Problem 1
Base case: A triangle. Trivial.
Induction: Let P (drawn in black) be any non-parallelogram polygon of n > 3 vertices, and assume the conjecture is true
for all m < n. Because P is not a parallelogram, we can select two non-adjacent, non-parallel sides of P. Draw
extensions of these two edges so that the extensions intersect at their endpoints. (Drawn in green.)
Now we delete the edges between (i.e., enclosed by) the two green edges. Let's call this the green polygon.
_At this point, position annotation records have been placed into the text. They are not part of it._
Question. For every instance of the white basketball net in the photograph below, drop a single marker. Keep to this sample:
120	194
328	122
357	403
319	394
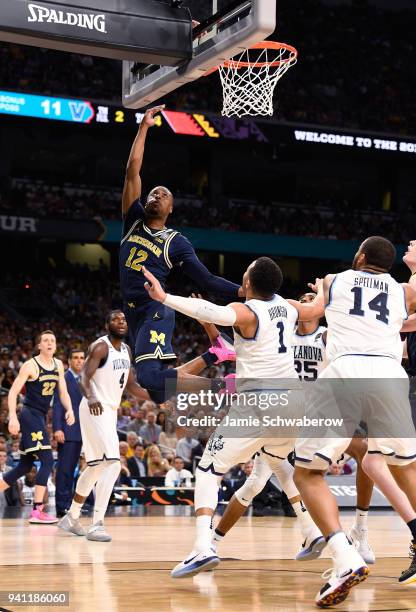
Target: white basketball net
248	89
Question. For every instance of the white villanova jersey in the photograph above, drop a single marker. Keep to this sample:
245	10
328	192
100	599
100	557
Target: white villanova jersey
309	353
268	355
109	381
365	314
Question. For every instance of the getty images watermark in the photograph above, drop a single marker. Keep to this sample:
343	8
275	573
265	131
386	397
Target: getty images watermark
248	409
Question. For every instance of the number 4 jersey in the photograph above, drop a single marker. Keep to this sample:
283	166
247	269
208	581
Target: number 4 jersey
110	378
309	353
365	313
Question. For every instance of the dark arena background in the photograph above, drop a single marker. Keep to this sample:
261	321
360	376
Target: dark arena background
332	165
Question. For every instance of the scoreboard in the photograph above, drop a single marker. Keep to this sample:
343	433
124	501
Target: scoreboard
208	126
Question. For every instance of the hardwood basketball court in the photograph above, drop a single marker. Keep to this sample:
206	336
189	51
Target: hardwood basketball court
132	572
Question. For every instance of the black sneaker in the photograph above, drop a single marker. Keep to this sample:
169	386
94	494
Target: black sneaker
409	575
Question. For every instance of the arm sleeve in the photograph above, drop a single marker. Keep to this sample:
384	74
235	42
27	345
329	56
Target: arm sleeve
58	413
182	254
202	310
135	212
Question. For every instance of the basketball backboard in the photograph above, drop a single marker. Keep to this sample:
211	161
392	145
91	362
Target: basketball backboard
226	28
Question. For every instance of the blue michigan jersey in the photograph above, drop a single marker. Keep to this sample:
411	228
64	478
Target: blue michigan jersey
39	393
150	323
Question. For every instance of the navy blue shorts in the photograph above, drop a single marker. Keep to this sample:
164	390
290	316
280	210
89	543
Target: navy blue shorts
150	331
33	428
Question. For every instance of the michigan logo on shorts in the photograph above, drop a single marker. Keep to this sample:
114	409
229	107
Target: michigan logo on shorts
156	338
36	435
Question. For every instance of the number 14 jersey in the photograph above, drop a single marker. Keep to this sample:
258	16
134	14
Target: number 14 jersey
365	313
110	378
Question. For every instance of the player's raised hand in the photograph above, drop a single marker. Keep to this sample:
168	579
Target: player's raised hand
149	115
14	426
153	287
70	417
316	285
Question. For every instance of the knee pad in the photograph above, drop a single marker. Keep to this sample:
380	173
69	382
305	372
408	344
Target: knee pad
284	472
254	485
159	380
206	489
46	467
The green polygon has fewer than n edges, so it can be enclosed in a triangle colinear with three of its sides. Since every edge of the green polygon is colinear with an edge of P, and the green polygon encloses P. Therefore any triangle which
encloses the green polygon also encloses P.
QED
Comments
You can't just use a convex polygon which you draw, and then "add a point." This is not proving the conjecture; it only proves it for the polygon to which you added a point. Besides this, how do you "add a point"? If you want to show this for all convex polygons, you need to prove that all convex polygons are constructible from your method of adding points to polygons which were create by adding points to polygons . . . etc. You'll get an infinite recursion, and you'll need an induction inside your induction. It's not a good way to prove things.
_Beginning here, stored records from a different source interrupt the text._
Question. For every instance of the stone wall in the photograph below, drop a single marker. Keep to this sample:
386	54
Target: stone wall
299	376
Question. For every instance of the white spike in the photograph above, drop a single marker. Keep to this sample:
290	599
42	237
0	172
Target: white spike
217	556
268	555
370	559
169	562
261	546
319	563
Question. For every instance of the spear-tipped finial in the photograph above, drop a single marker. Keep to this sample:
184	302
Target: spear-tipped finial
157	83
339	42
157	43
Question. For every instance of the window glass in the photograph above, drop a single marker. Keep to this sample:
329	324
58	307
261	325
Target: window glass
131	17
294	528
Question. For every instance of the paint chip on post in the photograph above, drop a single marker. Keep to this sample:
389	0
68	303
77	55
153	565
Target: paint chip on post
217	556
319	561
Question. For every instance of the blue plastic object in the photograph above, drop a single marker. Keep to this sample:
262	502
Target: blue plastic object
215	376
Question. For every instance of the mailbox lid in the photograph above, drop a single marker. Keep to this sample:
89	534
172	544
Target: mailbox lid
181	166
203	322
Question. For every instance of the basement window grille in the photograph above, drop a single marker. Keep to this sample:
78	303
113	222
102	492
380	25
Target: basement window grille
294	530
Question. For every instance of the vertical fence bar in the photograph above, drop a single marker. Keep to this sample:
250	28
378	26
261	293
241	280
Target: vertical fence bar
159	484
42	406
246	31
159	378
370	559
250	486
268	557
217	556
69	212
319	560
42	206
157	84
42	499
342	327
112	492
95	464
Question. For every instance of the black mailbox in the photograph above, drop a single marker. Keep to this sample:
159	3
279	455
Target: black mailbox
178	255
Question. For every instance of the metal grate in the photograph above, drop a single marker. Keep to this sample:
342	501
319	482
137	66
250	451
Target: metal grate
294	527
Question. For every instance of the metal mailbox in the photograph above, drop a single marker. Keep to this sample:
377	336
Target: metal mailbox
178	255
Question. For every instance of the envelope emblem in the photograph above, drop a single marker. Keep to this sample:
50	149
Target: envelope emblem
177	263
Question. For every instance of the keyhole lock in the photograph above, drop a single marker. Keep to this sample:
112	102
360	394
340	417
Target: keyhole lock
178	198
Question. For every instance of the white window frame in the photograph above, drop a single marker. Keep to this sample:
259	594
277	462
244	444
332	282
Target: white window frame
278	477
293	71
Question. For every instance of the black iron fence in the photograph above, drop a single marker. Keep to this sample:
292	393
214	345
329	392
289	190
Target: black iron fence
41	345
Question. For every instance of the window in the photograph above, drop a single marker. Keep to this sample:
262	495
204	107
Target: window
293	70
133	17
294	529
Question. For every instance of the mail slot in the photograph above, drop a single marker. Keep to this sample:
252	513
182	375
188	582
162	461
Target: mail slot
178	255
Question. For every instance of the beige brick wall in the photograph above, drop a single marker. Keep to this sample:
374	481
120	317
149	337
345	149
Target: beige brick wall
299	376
The proper method of proof is: Suppose I have a convex polygon. Then I remove an edge, perhaps by ear-cutting. Then I do whatever I need to do with the smaller polygon (for which the conjecture holds), and then I put the edge back in!
It's subtle, but crucial. A lot of induction proofs are ruined this way, and it is possible to prove incorrect results if the logic of "adding a point" is used.
Problem 2
Another solution for this problem:
Problem 3
The conjecture is false.
No matter where s and t are, if the guards start in one of the four leaves, neither one can get out, since each leaf is only visible to the one across from it. It is a street, since you can partition it with s and t in opposite leaves, making the two chains mutually weakly visible.
Note that even if the guards start at one of the four center vertices, they still can't get out of a single leaf -- although they do have the ability to choose in which leaf they become stuck, depending on whether the right guard or the left guard moves first.
Comments
Note that you can't just pick s and t and tell me that it's not a walkable polygon. The polygon is walkable if it CAN be partitioned into two chains -- that is, if THERE EXIST s and t such that two guards can walk the polygon.
Don't confuse THERE EXISTS and FOR ALL.